Gupta: To what extent is that whole choice being driven by LCs versus open account trade? So, one doesn’t involve so much paper but it is still 80% of global trade, and one involves tonnes of paper. What I’m trying to say is, the technology is for which product? What is really the client need here? To the example of the oil company which does multi-million-dollar transactions in one transaction, do they really need all this technology for what is one transaction for a VLCC worth US$70-$80mn today? I don’t know. Versus a Nike, for example, that is buying tonnes of small stuff. So again, it’s a question of which world we want to live in.

Venkatraman: On one side, you are right. A couple of documents, what does that deliver? But, for the smaller customers that we have here, especially in Hong Kong, Singapore, India, China, I think that has made a huge difference for them in what we deliver in terms of turnarounds.

Coles: The thing about the LC, other than the financing side, is the risk mitigation aspect; it’s the payment maturity, and then when you move to open account, of course that is very risky. With the technology, it is a case of how we can get a happy medium of the two? The LC is very expensive which means it excludes a lot of the SME market and creates that huge funding gap. We can kind of solve a lot of those problems through the technology. That is the ultimate goal, I hope, of what we are moving to in the industry.

 

GTR: To what extent is eTradeConnect trying to provide an environment in which transacting without an LC is perceived to be less risky?

Gupta: With eTradeConnect, the notion is to focus on open account trade. And there is plenty around the LC space.
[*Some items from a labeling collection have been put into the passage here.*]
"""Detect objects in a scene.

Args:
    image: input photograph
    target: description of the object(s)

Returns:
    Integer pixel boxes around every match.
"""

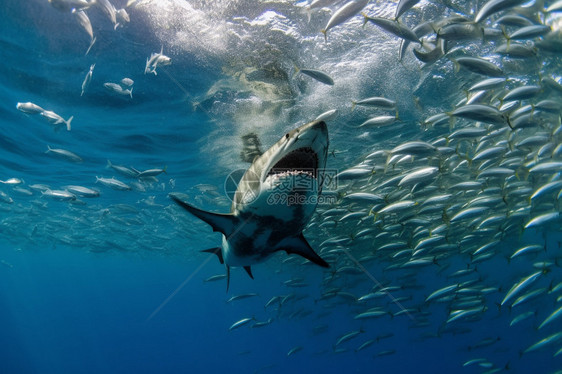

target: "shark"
[169,121,329,292]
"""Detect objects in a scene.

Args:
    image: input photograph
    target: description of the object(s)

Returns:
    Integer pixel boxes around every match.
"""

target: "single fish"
[80,64,96,96]
[16,102,45,114]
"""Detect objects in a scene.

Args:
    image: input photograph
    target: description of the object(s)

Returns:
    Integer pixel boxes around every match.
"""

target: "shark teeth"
[267,147,318,178]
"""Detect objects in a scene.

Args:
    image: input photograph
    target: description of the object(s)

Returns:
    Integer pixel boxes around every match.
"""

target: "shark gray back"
[170,121,329,290]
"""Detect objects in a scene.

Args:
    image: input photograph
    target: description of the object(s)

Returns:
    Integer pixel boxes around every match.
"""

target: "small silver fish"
[16,102,45,114]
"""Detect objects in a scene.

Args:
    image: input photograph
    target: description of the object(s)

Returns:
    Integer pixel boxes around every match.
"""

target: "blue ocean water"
[0,0,562,373]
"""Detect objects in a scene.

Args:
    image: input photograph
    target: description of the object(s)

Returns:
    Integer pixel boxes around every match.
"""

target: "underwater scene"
[0,0,562,374]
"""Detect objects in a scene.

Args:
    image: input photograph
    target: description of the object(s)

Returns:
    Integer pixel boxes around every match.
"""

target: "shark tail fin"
[168,193,238,237]
[201,247,224,264]
[283,233,330,268]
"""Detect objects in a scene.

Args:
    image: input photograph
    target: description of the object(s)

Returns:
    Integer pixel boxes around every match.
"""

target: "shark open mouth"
[267,147,318,178]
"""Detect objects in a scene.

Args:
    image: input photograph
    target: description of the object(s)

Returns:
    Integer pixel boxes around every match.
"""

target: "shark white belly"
[170,121,329,289]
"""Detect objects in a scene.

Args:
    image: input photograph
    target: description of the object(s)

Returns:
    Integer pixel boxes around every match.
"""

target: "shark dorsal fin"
[169,193,238,237]
[201,247,224,264]
[280,232,330,268]
[244,266,254,279]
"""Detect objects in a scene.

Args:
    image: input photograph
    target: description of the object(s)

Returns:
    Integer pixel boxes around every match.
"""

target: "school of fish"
[0,0,562,373]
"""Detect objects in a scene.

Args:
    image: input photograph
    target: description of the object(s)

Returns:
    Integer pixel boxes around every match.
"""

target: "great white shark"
[170,121,329,291]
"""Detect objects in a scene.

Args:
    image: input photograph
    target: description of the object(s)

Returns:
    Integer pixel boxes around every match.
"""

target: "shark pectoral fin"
[244,266,254,279]
[282,233,330,268]
[169,193,238,236]
[201,247,224,264]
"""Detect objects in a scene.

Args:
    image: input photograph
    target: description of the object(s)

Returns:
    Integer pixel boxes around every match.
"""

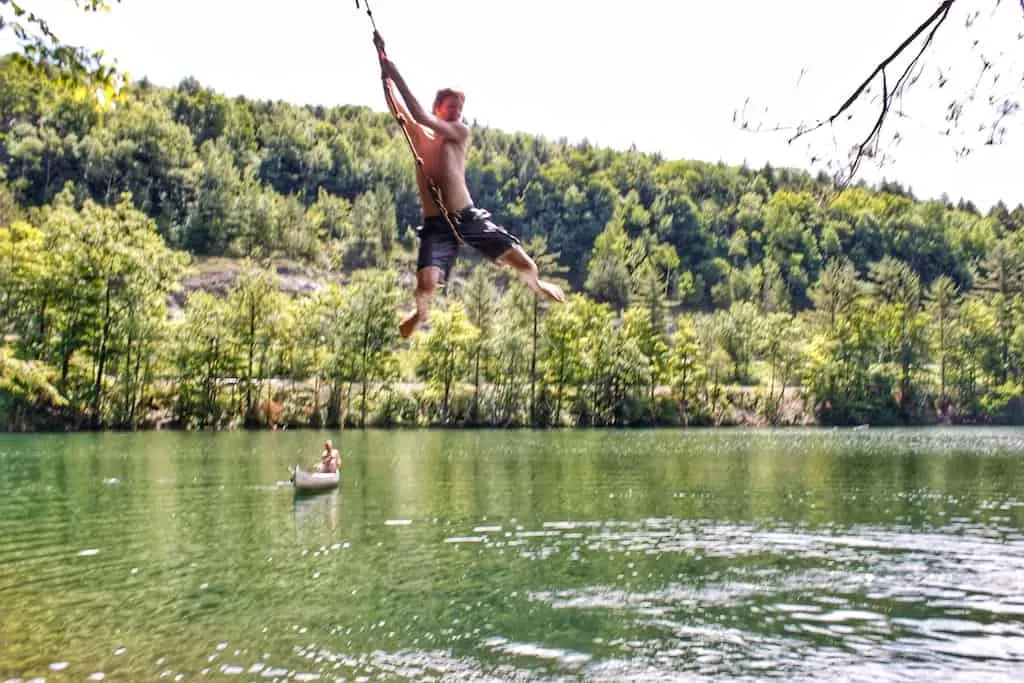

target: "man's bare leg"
[496,245,565,302]
[398,265,441,339]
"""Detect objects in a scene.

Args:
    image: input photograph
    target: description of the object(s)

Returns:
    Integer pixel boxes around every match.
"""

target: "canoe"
[292,467,341,490]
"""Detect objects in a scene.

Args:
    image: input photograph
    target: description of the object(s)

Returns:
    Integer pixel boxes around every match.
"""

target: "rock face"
[168,258,342,317]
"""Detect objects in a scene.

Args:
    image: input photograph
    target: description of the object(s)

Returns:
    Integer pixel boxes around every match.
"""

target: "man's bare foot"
[537,280,565,303]
[398,310,420,339]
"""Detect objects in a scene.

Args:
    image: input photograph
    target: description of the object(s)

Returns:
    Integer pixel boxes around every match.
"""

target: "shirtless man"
[378,54,565,337]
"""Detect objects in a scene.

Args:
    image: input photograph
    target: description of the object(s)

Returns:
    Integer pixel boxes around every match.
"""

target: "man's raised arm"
[381,56,469,142]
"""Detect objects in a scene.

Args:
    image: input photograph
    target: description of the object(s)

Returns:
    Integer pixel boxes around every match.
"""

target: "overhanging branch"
[788,0,958,183]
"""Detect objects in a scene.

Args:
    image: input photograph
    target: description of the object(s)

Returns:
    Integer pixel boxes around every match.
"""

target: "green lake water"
[0,429,1024,682]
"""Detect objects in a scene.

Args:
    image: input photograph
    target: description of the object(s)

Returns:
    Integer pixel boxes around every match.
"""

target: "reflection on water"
[0,429,1024,681]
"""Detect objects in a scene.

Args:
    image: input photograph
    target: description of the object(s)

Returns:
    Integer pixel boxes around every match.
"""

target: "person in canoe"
[314,439,341,473]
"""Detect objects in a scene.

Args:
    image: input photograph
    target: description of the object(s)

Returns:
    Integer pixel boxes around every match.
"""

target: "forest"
[0,56,1024,430]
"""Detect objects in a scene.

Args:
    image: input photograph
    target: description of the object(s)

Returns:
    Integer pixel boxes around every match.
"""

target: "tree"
[733,0,1024,185]
[0,0,124,101]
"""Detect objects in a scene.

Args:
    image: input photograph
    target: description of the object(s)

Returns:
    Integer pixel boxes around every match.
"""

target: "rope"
[355,0,466,245]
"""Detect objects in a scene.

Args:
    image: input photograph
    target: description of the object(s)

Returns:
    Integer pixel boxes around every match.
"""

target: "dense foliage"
[6,60,1024,429]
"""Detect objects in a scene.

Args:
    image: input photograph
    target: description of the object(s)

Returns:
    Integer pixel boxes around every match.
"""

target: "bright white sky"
[0,0,1024,209]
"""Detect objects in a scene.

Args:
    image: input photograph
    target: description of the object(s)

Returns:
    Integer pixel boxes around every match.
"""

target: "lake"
[0,428,1024,681]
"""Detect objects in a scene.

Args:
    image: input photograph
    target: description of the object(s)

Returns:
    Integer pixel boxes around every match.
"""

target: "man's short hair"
[431,88,466,109]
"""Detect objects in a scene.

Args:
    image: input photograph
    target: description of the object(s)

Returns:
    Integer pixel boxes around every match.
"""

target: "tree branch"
[787,0,954,177]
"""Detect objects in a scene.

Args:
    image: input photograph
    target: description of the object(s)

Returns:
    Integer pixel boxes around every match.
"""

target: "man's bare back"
[378,54,565,337]
[416,124,473,216]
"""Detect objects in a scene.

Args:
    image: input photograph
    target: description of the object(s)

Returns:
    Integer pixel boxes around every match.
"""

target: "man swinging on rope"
[378,55,565,337]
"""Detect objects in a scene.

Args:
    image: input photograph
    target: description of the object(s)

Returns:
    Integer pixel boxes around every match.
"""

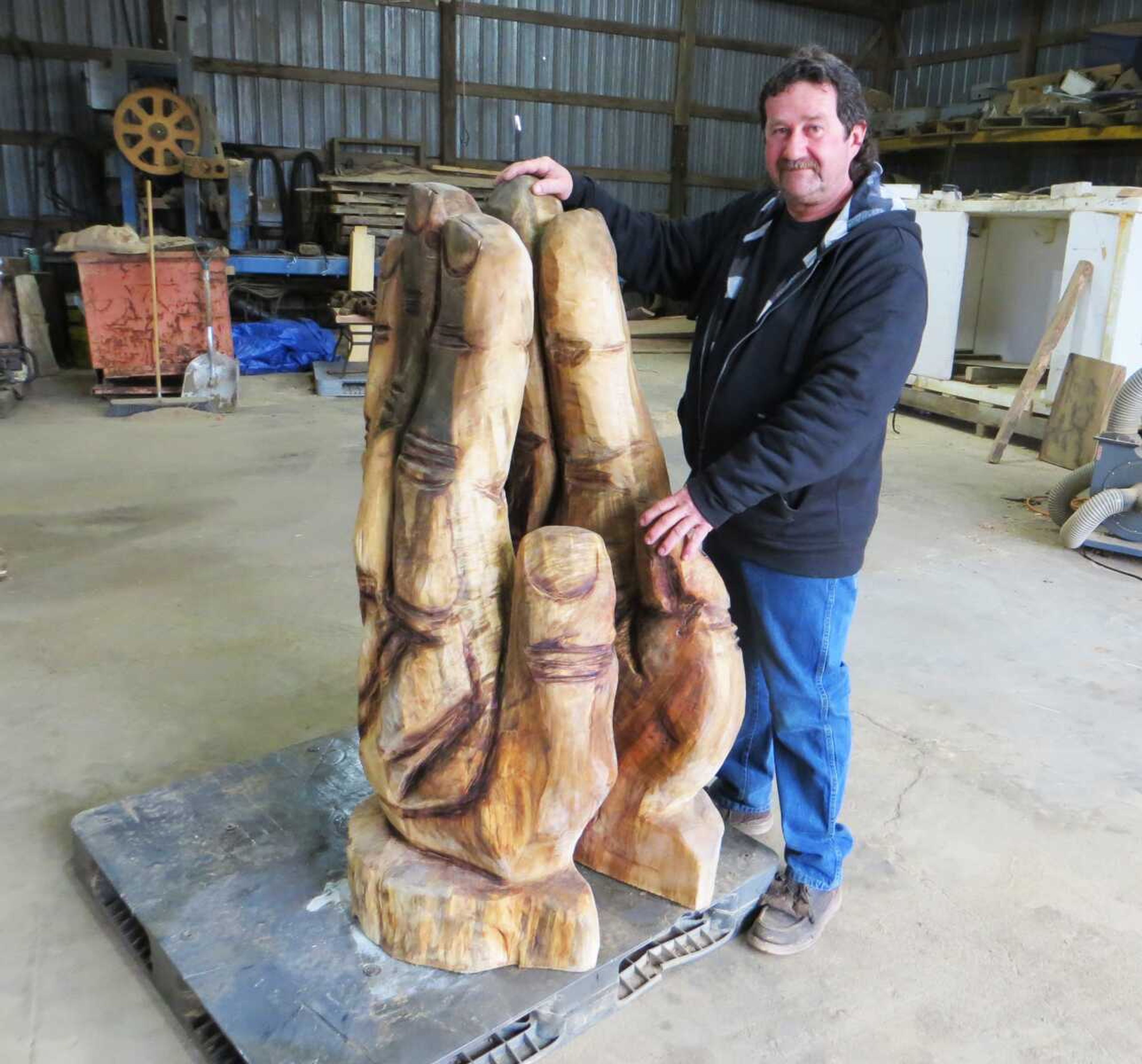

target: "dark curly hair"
[757,45,877,185]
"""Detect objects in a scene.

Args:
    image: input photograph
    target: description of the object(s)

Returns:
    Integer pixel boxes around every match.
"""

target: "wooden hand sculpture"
[530,202,745,909]
[484,176,563,542]
[348,185,618,972]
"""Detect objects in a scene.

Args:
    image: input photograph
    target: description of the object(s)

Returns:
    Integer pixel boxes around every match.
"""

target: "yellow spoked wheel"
[113,89,202,175]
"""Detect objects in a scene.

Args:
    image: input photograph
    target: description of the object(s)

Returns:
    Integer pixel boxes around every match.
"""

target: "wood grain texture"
[988,259,1094,464]
[484,175,563,542]
[348,798,598,973]
[1039,354,1126,469]
[348,191,618,972]
[540,210,745,908]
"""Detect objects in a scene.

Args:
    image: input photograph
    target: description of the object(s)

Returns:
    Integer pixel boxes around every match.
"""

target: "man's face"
[765,81,868,220]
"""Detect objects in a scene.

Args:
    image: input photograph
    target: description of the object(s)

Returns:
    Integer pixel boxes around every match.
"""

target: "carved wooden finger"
[348,528,617,972]
[353,236,404,727]
[348,796,598,972]
[382,181,480,438]
[354,184,475,749]
[361,214,533,815]
[540,210,745,908]
[575,546,746,909]
[539,210,670,618]
[484,175,563,542]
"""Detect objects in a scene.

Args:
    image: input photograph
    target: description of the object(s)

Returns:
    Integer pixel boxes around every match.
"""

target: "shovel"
[183,247,238,410]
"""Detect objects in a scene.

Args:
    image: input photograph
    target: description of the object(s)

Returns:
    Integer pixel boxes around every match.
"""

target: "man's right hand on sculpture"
[496,155,575,200]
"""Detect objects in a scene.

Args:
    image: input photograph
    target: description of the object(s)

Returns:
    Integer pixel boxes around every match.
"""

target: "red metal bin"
[75,251,234,390]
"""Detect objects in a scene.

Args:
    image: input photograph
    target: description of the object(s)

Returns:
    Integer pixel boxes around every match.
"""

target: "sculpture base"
[72,728,777,1064]
[575,791,724,909]
[347,797,598,972]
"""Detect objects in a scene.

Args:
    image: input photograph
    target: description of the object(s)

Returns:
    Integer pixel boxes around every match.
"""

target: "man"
[500,48,927,954]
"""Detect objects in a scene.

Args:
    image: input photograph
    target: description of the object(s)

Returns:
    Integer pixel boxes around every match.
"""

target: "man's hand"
[496,155,573,200]
[639,487,714,561]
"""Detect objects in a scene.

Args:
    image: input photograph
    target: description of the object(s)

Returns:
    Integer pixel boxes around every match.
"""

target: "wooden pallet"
[1078,109,1142,125]
[900,384,1047,441]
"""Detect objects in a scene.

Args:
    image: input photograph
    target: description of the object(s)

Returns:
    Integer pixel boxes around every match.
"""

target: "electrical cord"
[1079,547,1142,580]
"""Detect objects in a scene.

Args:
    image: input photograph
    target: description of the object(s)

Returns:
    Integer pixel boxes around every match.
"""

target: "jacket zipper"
[698,255,823,472]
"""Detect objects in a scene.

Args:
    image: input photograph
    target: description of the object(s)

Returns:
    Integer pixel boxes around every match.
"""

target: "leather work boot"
[718,806,773,842]
[746,868,840,957]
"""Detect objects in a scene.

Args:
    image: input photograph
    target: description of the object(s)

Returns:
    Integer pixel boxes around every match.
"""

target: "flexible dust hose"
[1059,484,1142,550]
[1047,462,1094,528]
[1107,370,1142,433]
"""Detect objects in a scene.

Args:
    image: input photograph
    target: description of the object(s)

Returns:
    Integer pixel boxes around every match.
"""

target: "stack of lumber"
[320,162,496,251]
[981,63,1142,129]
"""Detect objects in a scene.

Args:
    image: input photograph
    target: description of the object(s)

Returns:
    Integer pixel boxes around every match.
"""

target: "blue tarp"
[231,317,337,376]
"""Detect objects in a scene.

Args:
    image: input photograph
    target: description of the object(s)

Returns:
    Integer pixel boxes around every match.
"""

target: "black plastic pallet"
[72,731,777,1064]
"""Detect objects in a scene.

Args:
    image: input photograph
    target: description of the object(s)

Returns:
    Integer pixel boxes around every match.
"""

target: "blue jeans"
[710,549,857,890]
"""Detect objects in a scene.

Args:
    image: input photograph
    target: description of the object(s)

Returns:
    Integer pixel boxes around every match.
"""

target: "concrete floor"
[7,358,1142,1064]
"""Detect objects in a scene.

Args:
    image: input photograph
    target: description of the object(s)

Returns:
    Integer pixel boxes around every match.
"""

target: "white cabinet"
[909,194,1142,400]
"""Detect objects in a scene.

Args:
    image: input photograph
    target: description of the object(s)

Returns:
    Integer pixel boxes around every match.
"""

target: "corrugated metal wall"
[187,0,440,154]
[891,0,1142,191]
[0,0,146,255]
[0,0,1142,252]
[457,0,678,210]
[893,0,1021,107]
[686,0,876,214]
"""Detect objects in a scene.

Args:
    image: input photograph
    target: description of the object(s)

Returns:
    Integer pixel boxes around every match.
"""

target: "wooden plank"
[900,385,1047,440]
[988,259,1094,464]
[440,0,457,163]
[325,203,404,224]
[319,167,496,194]
[908,373,1051,415]
[1039,354,1126,469]
[964,362,1027,385]
[428,162,503,181]
[349,225,377,292]
[1007,62,1123,92]
[627,315,694,337]
[14,274,59,377]
[879,125,1142,154]
[0,284,19,344]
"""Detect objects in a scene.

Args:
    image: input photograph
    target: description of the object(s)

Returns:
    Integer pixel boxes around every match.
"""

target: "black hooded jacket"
[565,167,927,577]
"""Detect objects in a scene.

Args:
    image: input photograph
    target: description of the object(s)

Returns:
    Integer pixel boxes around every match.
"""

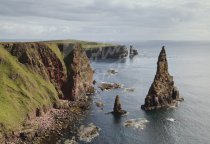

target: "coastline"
[1,97,91,144]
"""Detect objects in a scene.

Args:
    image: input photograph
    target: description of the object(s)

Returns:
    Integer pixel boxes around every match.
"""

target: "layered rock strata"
[112,95,126,116]
[141,46,183,110]
[85,45,128,59]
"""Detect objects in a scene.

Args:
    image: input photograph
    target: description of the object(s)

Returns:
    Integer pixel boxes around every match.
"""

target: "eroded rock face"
[64,44,94,101]
[98,83,122,91]
[141,46,184,110]
[85,45,128,59]
[112,95,126,115]
[4,42,67,98]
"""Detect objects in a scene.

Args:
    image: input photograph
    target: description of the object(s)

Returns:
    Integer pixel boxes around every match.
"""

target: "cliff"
[46,40,128,59]
[0,42,93,139]
[141,46,183,110]
[64,44,94,100]
[85,45,128,59]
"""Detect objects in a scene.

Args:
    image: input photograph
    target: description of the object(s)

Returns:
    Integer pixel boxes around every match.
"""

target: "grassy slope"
[0,45,58,132]
[0,40,113,135]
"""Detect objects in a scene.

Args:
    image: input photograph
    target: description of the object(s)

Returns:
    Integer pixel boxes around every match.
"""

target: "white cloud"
[0,0,210,41]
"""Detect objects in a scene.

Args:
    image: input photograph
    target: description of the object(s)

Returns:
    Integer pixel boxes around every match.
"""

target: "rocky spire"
[112,95,126,115]
[141,46,183,110]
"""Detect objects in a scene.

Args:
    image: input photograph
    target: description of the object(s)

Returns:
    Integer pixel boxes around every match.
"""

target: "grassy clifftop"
[0,46,58,132]
[0,43,66,138]
[0,40,113,139]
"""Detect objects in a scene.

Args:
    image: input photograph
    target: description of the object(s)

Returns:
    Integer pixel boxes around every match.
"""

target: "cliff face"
[141,47,182,110]
[4,43,67,98]
[85,46,128,59]
[64,44,94,100]
[0,42,93,135]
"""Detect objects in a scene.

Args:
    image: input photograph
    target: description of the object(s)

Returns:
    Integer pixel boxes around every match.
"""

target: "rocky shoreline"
[1,97,91,144]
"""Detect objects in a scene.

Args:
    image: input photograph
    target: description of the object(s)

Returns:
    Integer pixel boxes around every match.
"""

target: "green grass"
[0,45,58,132]
[46,40,116,49]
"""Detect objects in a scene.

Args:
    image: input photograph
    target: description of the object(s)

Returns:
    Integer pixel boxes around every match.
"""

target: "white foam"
[78,123,101,142]
[124,118,149,130]
[124,88,135,92]
[166,118,176,122]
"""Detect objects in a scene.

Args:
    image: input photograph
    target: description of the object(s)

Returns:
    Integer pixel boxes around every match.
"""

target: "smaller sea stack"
[112,95,126,116]
[141,46,184,110]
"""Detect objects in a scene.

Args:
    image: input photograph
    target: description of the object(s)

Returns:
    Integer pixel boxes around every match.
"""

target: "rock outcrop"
[3,43,67,98]
[141,46,183,110]
[64,44,94,100]
[112,95,126,116]
[129,45,138,58]
[98,83,122,91]
[85,45,128,59]
[0,42,94,143]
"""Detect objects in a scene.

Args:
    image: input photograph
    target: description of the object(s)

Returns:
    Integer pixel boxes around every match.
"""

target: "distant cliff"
[141,46,183,110]
[85,45,128,59]
[0,42,94,139]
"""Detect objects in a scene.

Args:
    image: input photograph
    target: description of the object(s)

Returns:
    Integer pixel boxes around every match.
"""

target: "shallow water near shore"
[58,41,210,144]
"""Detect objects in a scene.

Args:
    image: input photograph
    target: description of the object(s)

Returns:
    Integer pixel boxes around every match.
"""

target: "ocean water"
[60,41,210,144]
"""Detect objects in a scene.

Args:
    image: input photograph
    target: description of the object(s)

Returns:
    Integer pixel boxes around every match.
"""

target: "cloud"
[0,0,210,41]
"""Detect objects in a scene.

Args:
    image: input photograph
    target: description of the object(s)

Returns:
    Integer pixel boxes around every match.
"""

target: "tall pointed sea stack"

But being a larger portion of client-centric trade finance means that this was the preferred focus for the consortium, and then they will build it out across the supply chain and the whole ecosystem. 

 

GTR: I wanted to talk briefly about another technological advancement: the open API. Hong Kong is trying to position itself as a market leader on this front. Is this something that you are working on?

Gupta: Where HKMA is going with this, it positions them as a significant thought leader. In most other jurisdictions where APIs have been put out, they have been not very prescriptive. The HKMA one is quite prescriptive. And the benefits for that, very simply put, especially for Finastra or any third party, are that you don’t have to develop one for each different bank in each different market and each different product line. The standardisation is tremendously beneficial where they have defined those protocols.

Coles: From our perspective, the standards are fabulous. We don’t need to build individual connectors; we can work with the standards body, we can have these APIs open and exposed out to the ecosystem. And then we can leverage on how that innovation is going on at our end.

It is very much in line with our strategy of going from being a product company to being a platform company, providing those core banking capabilities for trade, be it trade finance or lending, cash management, retail banking. As we say, we know how to run the bank, we know what needs to go on with inside the bank, and then by providing the standard APIs, we can connect to that broader ecosystem for these value-add services and communicate to the communities how they are doing.